Лежат в архиве отслужившие свою службу документы, отчеты, стенограммы. Живут и действуют те, о которых рассказано в этой книге. Те — да не те! Коншину удалось все-таки перевести в институт Саблина свой отдел. Врубов на пенсии, катраны — уже немногие — еще существуют.

Историями по-прежнему набит белый свет. Они совершаются открыто или втайне, сталкиваясь или осторожно обходя друг друга. Веселые, грустные, занимательные — стоит только наклониться, чтобы поднять любую из них. Но мимо одних вы проходите равнодушно, а в другую начинаете вглядываться, догадываться, что она — «ваша». Что она принадлежит вам и не станет мешать своему преображению.

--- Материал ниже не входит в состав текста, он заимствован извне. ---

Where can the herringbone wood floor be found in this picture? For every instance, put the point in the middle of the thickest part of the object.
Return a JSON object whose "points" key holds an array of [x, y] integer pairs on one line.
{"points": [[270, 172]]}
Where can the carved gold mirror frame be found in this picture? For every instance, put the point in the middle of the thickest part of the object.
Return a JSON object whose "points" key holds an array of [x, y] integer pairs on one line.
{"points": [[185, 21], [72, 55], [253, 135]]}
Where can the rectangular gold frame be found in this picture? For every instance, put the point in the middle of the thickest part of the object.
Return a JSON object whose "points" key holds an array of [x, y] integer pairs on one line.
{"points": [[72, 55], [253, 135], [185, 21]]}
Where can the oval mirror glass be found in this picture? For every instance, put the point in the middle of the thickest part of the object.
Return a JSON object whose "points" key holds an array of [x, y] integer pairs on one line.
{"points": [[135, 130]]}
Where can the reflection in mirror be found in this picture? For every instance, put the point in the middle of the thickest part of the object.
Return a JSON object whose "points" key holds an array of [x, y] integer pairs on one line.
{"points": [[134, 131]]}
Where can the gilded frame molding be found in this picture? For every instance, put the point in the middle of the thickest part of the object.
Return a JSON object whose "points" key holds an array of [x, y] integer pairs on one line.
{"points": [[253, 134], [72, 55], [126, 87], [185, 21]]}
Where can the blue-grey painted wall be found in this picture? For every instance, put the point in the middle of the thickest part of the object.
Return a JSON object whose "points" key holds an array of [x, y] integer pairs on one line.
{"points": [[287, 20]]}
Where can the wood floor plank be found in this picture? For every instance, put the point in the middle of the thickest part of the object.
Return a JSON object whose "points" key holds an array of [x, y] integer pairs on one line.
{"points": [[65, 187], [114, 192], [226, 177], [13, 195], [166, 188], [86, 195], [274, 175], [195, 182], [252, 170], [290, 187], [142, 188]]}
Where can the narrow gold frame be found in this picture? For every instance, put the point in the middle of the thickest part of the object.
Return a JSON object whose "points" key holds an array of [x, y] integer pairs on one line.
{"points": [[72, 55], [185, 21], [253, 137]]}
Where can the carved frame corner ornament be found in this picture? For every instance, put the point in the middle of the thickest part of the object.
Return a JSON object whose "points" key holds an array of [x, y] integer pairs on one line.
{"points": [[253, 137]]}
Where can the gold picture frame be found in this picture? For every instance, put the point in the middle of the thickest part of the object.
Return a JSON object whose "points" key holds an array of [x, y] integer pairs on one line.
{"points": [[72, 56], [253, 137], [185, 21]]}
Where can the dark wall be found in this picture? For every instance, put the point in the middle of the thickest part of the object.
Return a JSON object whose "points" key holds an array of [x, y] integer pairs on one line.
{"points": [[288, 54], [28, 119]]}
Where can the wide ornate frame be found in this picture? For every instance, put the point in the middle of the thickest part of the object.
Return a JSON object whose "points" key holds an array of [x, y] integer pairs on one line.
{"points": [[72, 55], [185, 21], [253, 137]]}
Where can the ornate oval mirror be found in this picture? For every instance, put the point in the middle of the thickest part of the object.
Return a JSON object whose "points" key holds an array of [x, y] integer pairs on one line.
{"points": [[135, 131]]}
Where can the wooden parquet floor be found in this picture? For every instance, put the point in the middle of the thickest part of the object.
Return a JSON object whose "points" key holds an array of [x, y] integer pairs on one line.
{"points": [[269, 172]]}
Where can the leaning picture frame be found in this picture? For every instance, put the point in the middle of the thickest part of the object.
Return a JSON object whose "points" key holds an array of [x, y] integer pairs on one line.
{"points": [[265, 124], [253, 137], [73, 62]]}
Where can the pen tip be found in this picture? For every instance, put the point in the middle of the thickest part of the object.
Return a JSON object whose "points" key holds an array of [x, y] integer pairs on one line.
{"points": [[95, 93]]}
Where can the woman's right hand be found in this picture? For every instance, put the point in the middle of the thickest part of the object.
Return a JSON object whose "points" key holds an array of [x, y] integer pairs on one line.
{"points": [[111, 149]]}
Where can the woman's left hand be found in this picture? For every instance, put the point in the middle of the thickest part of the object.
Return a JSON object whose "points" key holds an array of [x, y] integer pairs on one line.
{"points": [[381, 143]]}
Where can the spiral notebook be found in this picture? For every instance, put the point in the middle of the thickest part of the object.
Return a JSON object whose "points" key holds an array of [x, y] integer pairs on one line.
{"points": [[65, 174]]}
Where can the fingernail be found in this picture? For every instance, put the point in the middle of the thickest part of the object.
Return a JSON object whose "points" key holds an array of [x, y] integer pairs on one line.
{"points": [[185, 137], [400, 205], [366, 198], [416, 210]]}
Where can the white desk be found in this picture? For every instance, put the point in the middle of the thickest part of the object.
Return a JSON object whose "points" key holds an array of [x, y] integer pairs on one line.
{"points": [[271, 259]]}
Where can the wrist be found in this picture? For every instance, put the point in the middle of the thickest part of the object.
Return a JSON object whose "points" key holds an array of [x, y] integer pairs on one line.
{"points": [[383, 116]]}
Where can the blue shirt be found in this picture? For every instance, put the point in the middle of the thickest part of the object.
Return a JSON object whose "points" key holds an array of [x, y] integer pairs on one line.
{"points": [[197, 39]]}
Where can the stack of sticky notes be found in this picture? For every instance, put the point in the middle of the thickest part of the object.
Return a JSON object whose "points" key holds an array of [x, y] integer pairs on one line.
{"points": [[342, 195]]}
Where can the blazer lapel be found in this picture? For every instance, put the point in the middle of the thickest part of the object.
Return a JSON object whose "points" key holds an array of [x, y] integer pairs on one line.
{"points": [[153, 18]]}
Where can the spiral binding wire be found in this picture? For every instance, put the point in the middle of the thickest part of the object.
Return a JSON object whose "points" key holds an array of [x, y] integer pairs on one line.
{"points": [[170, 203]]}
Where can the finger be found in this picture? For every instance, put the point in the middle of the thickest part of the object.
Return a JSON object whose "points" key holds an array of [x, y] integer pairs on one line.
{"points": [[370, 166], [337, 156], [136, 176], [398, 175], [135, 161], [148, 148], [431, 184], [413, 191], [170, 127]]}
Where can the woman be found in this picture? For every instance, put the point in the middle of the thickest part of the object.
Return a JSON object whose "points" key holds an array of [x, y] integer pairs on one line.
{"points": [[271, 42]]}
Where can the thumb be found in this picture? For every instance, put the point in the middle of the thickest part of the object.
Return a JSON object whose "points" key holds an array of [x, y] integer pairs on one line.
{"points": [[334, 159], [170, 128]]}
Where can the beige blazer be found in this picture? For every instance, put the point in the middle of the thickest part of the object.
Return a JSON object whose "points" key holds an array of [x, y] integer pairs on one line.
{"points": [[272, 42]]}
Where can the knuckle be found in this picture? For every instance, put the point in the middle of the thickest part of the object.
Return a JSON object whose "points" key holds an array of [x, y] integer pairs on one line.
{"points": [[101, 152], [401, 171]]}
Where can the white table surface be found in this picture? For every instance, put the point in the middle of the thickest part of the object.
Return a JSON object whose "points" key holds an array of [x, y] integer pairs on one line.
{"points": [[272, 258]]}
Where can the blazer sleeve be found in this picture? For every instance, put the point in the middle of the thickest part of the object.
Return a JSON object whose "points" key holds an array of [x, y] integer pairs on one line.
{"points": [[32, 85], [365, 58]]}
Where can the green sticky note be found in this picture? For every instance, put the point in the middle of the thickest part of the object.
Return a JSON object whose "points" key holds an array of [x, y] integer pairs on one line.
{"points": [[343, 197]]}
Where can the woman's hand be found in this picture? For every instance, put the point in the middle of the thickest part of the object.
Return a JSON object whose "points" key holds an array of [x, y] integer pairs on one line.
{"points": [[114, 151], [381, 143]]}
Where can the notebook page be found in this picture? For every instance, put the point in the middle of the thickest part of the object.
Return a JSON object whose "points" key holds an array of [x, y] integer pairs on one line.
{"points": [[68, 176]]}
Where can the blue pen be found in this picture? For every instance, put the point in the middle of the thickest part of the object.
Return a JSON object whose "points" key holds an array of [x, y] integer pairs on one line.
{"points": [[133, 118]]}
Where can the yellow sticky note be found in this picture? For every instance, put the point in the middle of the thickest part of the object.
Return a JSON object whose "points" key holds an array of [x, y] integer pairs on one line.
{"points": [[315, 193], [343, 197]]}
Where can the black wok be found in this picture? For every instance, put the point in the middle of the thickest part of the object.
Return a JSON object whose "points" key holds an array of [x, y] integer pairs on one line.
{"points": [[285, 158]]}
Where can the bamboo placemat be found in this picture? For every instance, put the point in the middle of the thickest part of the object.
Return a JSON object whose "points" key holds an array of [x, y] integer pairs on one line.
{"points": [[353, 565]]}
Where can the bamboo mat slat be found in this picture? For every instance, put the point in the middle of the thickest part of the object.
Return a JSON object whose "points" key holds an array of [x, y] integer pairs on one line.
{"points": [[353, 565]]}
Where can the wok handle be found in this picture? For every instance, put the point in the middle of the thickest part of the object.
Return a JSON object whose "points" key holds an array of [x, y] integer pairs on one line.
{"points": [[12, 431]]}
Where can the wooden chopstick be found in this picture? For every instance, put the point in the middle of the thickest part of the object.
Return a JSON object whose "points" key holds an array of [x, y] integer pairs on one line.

И вот начинается строгий отбор, вспоминается собственная жизнь, обдумываются отношения. Еще не найдена таинственная связь, которая, может быть, заставит читателя листать страницу за страницей. Белый лист лежит на его столе и на нем — никуда не денешься — уже написана первая фраза.

И думал — не зачеркнуть ли ее? Автор прощается с недавно построенным, но уже далеко от него, как на колесах, откатившимся домом. Вопрос — написал он роман или сказку — остается открытым.

1977 — 1980




(обратно)

Примечания

1

От автора: пользуясь правом романиста, я отказался от прямого описания реально существующих лиц, происшествий, институтов; это относится в к вымышленной Академии биологических наук.